Joint inversion of receiver function and surface wave dispersion based on the unscented Kalman inversion

Joint inversion, such as the combination of receiver function and surface wave dispersion, can significantly improve subsurface imaging by exploiting their complementary sensitivities. Bayesian methods have been demonstrated to be effective in this field. However, there are practical challenges associated with this approach. Notably, most Bayesian methods, such as the Markov Chain Monte Carlo method, are computationally intensive. Additionally, accurately determining the data noise across different data sets to ensure effective inversion is often a complex task. This study explores the unscented Kalman inversion (UKI) as a potential alternative. Through a data-driven approach to adjust estimated noise levels, we can achieve a balance between actual noise and the weights assigned to different data sets, enhancing the effectiveness of the inversion process.
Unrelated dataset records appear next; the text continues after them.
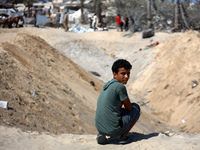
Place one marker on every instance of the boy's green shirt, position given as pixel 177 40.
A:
pixel 109 103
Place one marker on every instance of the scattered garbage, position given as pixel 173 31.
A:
pixel 80 29
pixel 92 83
pixel 195 84
pixel 34 92
pixel 183 121
pixel 112 54
pixel 147 33
pixel 4 104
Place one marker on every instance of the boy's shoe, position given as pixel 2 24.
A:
pixel 101 139
pixel 126 141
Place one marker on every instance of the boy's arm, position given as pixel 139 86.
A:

Synthetic tests of joint inversion of receiver function and surface wave dispersions indicate that the UKI can provide robust solutions across a range of data noise levels. Furthermore, we apply the UKI to real data from seismic arrays in Pamir and evaluate the accuracy of the joint inversion through posterior Gaussian distribution. Our results demonstrate that the UKI presents a promising supplement to conventional Bayesian methods in the joint inversion of geophysical data sets with superior computational efficiency.